As can be seen from Table 1, the light catalytic cracking naphtha is ZCAT40.
When decomposed at 593 ° C above, the yield of ethylene is 8.4% by weight.
However, the yield of propylene was 23.9% by weight. 1,
The yields of ethylene and propylene were negligible when only 4-cyclopentadiene was decomposed with the same catalyst and conditions. Surprisingly, when the light catalytic cracked naphtha and the diolefin are blended together, higher yields of ethylene and propylene are obtained than when produced with either feed alone. Unexpectedly, the ethylene and propylene yields are highest in this series of data with about 11.7% by weight of 1,4-cyclohexadiene present in the feed. Increasing the yield of light olefins was accompanied by a decrease in the yield of aromatics and light saturates, improving the overall value of the combined products.

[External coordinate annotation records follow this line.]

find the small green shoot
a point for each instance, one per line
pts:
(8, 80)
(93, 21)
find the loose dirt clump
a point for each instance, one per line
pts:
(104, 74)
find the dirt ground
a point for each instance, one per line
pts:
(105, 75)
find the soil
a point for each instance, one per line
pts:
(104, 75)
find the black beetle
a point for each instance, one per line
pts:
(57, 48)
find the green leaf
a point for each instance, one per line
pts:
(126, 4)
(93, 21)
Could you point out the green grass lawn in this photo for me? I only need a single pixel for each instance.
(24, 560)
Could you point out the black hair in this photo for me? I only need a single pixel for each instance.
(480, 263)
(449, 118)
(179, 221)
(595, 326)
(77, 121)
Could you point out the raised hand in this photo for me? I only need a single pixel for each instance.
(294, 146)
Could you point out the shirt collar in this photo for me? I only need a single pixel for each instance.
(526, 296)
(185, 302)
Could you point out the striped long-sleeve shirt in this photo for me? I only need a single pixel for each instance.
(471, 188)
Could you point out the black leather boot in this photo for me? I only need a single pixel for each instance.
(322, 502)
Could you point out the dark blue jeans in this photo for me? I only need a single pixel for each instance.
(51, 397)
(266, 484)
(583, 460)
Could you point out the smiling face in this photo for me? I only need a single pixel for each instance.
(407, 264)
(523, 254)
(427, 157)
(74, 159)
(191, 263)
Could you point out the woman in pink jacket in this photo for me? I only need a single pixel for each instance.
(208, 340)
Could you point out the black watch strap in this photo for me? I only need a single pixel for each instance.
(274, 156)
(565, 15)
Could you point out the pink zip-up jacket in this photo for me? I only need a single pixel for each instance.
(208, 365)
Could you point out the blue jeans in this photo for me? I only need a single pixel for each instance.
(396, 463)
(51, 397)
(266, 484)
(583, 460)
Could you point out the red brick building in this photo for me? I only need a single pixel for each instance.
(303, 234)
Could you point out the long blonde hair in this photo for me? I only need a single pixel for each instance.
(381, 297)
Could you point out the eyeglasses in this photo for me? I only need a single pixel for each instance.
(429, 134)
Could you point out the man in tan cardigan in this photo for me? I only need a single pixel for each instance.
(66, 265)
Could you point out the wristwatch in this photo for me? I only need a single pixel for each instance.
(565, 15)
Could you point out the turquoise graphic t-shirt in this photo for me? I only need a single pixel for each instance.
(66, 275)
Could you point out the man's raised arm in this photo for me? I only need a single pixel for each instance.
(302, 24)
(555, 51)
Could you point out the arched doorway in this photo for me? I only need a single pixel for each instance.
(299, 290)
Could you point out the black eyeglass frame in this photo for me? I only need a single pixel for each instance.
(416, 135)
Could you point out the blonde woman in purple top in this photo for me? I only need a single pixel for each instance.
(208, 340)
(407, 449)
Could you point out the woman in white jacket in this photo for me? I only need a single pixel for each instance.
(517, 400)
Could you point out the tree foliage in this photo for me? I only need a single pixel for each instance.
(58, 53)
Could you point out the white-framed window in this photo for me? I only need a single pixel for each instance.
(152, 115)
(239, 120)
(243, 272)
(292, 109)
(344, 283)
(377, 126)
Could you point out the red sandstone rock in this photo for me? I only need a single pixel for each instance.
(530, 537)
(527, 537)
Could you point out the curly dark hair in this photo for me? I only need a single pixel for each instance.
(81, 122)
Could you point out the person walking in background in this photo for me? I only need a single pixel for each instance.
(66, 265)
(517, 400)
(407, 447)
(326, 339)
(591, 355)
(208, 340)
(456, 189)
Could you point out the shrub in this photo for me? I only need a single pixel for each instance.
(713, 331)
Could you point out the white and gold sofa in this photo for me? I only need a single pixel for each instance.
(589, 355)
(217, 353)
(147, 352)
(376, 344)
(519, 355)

  Table 2 summarizes the results with non-conjugated diolefins.

As can be seen from Table 2, 1,5-hexadiene was added to ZCAT40
When decomposed at 593 ° C above, the ethylene yield was 14.6 wt% and the propylene yield was 24.0 wt%. The yield of aromatics was very high, 35.5 wt% when only 1,5-hexadiene was decomposed. Unexpectedly, the aromatic yield was found to be minimal when 10 to 20 wt% 1,5-hexadiene was present in the feed. In addition, the total light olefin yield (12.0%) obtained when 21.3% by weight of 1,5-hexadiene was present in the feed.
Wt% ethylene and 25.5 wt% propylene) is nearly 6 wt% higher than the total light olefin weight obtained in the cracking of LCN without the addition of diolefins.

Example 2 A series of runs in a table-top reactor were performed on 1,5-hexadiene loaded light virgin naphtha, unloaded LCN and unloaded LVN. All runs are available from Intercat Inc., Grit, NJ, USA
Performed on a fixed bed packed with ZSM-5 catalyst, ZCAT40, at 650 ° C, 1.2 hr ^-1 WHSV. Before the lab test,
ZCAT40 was exposed to 100% steam at 816 ° C. and 1 atm (100 kPa) for 16 hours to age the catalyst. The effluent vapor was analyzed by on-line gas chromatography. A column packed with cross-linked methyl silicate gum with a length of 50 m was used for the analysis. The GC used was a Dual FID Hewlett Packard Model 5880.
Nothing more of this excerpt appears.